Goal-guided greedy experience replay-enhanced reinforcement learning for efficient autonomous navigation
摘要
Despite some success in mapless goal-driven navigation using deep reinforcement learning, there is an issue of insufficient experience utilization in deep reinforcement learning-based mapless goal-driven navigation. The reason is that during experience sampling, the differences between experiences are not fully considered. Uniform sampling leads to the underutilization of experiences that are more beneficial for agent learning. Current deep reinforcement learning-based mapless goal-driven navigation approaches fail to adequately account for this, resulting in low experience utilization efficiency during the agent’s learning process. To address this issue, we propose a Goal-guided Greedy Experience Replay Enhanced Reinforcement Learning (GER-RL) method for efficient autonomous navigation. More specifically, we prioritize experiences by their importance, employing non-uniform sampling, and incorporate this experience sampling approach into the reinforcement learning-based navigation model to improve data utilization efficiency.

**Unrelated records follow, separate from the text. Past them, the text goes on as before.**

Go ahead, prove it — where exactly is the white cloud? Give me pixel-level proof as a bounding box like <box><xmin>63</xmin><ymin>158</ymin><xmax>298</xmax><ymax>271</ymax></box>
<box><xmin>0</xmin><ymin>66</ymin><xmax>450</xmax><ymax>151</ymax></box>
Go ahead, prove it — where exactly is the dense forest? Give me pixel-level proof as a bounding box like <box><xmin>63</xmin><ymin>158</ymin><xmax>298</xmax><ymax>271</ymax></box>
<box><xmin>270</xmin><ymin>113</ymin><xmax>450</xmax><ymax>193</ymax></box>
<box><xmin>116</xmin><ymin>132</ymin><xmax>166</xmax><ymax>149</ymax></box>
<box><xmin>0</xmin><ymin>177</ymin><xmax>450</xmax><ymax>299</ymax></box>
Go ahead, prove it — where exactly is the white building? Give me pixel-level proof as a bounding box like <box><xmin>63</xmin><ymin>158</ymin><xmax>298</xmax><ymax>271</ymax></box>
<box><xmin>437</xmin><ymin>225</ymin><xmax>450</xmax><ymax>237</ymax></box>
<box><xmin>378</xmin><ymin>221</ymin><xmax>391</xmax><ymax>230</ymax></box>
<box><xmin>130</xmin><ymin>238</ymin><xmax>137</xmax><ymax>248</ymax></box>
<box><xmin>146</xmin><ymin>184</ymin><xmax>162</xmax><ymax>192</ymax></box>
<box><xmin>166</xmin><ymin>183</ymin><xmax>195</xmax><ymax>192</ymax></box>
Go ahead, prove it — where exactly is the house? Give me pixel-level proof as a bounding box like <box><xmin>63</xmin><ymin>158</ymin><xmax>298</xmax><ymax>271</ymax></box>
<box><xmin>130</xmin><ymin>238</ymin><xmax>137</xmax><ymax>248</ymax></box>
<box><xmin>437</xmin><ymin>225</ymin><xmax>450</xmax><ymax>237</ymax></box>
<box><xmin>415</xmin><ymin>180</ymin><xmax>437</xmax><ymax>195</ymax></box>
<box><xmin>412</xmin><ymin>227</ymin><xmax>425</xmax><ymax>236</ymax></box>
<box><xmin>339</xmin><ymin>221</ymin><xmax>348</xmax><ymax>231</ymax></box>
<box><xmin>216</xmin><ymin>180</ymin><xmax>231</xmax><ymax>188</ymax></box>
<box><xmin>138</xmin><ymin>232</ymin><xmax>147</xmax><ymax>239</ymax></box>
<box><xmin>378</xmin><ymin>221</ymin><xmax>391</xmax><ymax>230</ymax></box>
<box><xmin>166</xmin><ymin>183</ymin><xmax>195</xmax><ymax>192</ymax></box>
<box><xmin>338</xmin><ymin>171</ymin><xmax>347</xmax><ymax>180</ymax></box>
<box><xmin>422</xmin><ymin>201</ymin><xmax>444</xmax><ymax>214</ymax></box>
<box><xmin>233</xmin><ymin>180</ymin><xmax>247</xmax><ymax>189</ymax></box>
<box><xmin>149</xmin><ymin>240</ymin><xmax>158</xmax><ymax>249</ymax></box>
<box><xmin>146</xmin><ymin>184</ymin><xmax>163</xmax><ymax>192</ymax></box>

Experiments conducted in a simulation environment show that our method prioritizes experiences that are more useful to the agent, improving the data efficiency of the DRL learning process and significantly enhancing navigation performance. Compared to existing deep reinforcement learning-based methods for mapless goal-driven navigation, our approach demonstrates significant improvements across key performance metrics, including average reward, average length, average time, success rate and collision rate.